Although the book does reiterate some of her ideas from her first collection of essays, it does contain points of development in her thinking about literature and the world. Specifically, it offers an explicit political intervention about race, opening with an essay about whiteness and myth-making and American-ness—it is her way of speaking directly to the tenor of this particular historical moment. Noting the “vigor” and “self-creation” of American mythos, Glück points the way these values depend on “a society or audience coherent enough to recognize and reward the new,” which creates in turn “a fantasy or projection of common values. How this occurs, and with what restrictions, accounts for the peculiar attributes of what Americans call originality, their terms of highest praise.” This projection of common values, as she puts it, is a striking insight into the mechanism by which a public understands itself to be continuous or fragmented. The feeling of an outsider looking toward a center persists in these essays—one sees better from the margins, after all.

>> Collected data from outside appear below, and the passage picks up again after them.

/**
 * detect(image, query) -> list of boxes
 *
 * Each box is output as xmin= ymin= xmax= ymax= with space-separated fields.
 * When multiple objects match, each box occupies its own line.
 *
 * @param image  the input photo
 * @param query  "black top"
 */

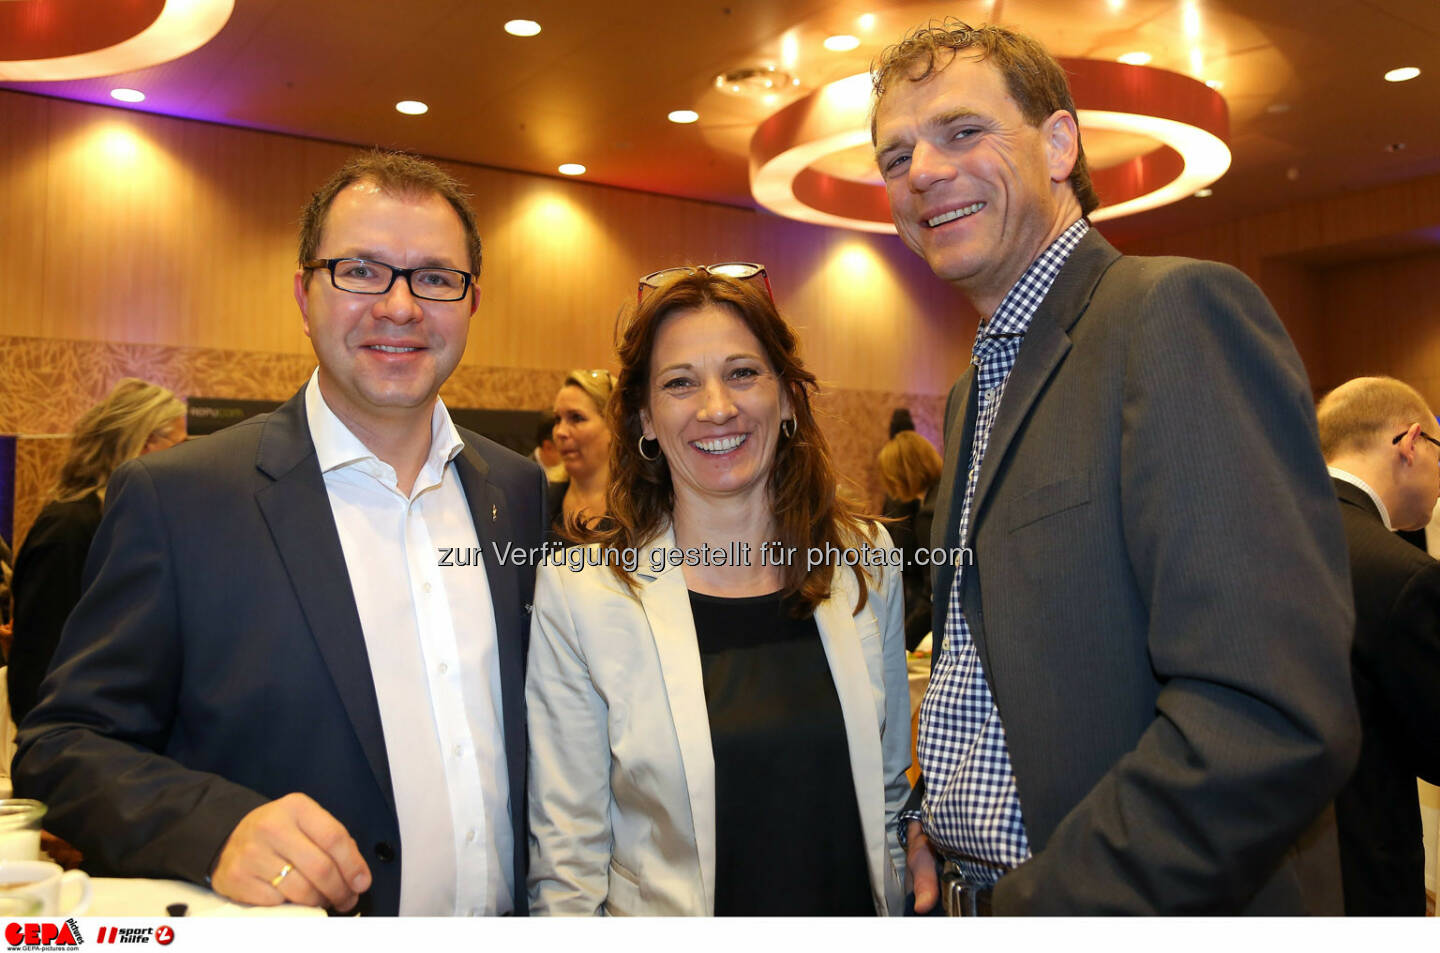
xmin=690 ymin=589 xmax=874 ymax=916
xmin=8 ymin=492 xmax=103 ymax=724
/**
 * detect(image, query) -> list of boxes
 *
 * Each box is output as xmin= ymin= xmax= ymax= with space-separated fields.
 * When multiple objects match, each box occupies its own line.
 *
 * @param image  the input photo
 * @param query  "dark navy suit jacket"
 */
xmin=14 ymin=388 xmax=547 ymax=915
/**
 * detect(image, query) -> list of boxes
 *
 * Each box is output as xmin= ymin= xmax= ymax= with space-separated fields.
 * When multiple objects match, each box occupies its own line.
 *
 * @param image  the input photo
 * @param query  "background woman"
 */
xmin=527 ymin=267 xmax=908 ymax=915
xmin=548 ymin=368 xmax=614 ymax=541
xmin=877 ymin=429 xmax=943 ymax=650
xmin=7 ymin=378 xmax=186 ymax=723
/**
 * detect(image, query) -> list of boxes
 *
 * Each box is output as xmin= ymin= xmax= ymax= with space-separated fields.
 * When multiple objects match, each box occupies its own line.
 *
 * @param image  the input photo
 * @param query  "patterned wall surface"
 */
xmin=3 ymin=334 xmax=946 ymax=550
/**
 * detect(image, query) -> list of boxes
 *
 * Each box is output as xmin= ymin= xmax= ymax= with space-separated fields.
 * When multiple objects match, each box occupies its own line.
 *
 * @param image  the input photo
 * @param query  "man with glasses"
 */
xmin=1317 ymin=376 xmax=1440 ymax=915
xmin=873 ymin=21 xmax=1357 ymax=913
xmin=15 ymin=151 xmax=547 ymax=917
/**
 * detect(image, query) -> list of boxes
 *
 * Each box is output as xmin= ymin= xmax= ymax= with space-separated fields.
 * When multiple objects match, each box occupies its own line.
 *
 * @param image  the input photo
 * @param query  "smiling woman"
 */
xmin=526 ymin=268 xmax=910 ymax=916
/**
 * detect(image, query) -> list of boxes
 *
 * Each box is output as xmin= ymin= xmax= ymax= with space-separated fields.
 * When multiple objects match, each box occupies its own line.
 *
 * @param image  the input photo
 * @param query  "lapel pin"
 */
xmin=491 ymin=503 xmax=498 ymax=522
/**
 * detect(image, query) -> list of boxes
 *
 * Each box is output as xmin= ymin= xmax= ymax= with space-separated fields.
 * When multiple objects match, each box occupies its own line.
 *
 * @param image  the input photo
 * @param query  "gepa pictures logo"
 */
xmin=4 ymin=918 xmax=84 ymax=947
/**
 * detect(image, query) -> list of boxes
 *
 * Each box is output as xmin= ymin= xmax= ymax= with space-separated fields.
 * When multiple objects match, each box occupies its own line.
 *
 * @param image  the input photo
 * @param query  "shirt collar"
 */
xmin=974 ymin=217 xmax=1090 ymax=354
xmin=1327 ymin=465 xmax=1393 ymax=531
xmin=304 ymin=370 xmax=464 ymax=489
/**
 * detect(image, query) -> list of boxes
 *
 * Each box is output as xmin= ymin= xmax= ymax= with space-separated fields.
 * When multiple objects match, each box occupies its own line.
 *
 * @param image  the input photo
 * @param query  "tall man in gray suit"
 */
xmin=871 ymin=23 xmax=1359 ymax=913
xmin=15 ymin=152 xmax=547 ymax=917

The book also has some powerful and poignant essays that reveal even more of this outsider feeling. In “On Revenge,” Glück’s sense of humor is inseparable from her sharpness: “When I was a child,” the essay opens, “I was enormously sensitive to slights; my definition of slights was as broad as my sensitivity was deep. I trust my memory on this point because the child I describe corresponds so exactly to the evolved adult.” The essay—which will be amusing and revealing for all fans of the author—describes how Glück depended, for a long time until recently, it would seem, on visions of revenge to create the energy and vision of artistic triumph. “[M]y fantasies required that my adversaries remain immutable, stable, frozen in my infinite future; the person soon to be devastated by my virtuosity and spiritual depth must be identical to the person who held an object about to be thrown at me.” Now that she’s older, she says, “my rivals and judges, like my friends and colleagues, have all been chastened and battered by time. Pity and fellow feeling have weakened vengefulness.” The essay ends sadly—with the poet unsure of how to fuel her art now that the revenge-driven visions of achievement and self-worth have leveled off. In a bold collection of intellectual interventions, it sounds a genuine note. It brings the blood back to the ink.